Kaja Godek z Fundacji Pro – Prawo do Życia, podkreśliła, że p. Kozioł ma interes w tym, żeby została wprowadzona ustawa legalizująca produkcję ludzi bez żadnych ograniczeń.
Jednak Igor Radziewicz-Winnicki, wiceminister zdrowia stwierdził, że nie ma mowy o konflikcie interesów, bo ustawa nie przesądza o finansowaniu in vitro.
Jak informuje portal stopaborcji.pl „finansowanie będzie można ustalić przez rozporządzenie ministerialne, powołując się na wygodną dla producentów ludzi ustawę. Łatwo sobie wyobrazić, że kiedy p. Radziewicz-Winnicki przestanie być wiceministrem, wdzięczna branża in vitro znajdzie sposoby, aby odwdzięczyć się człowiekowi, który „przepchnął” korzystną ustawę.”

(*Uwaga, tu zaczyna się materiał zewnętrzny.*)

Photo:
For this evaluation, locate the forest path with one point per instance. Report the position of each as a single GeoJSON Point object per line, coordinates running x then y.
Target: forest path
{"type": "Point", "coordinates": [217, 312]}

Portal alarmuje również, że „wypowiedzi dygnitarzy z PO, nagrane w restauracji, świadczą o tym, że trudność w odróżnieniu interesu prywatnego od publicznego, nie dotyczy tylko p. Radziewicza.” Jak zaznacza „jest to niestety powszechna choroba wśród ministrów PO.”
Portal stopaborcji.pl znalazł jednak sposób na leczenie z tej choroby.
„Choroba weszła w tak ciężkie stadium, że uleczyć delikwentów może tylko pozbawienie ich stanowisk publicznych. Pomocne będzie też śledztwo prowadzone przez właściwe organy.” – podsumowuje.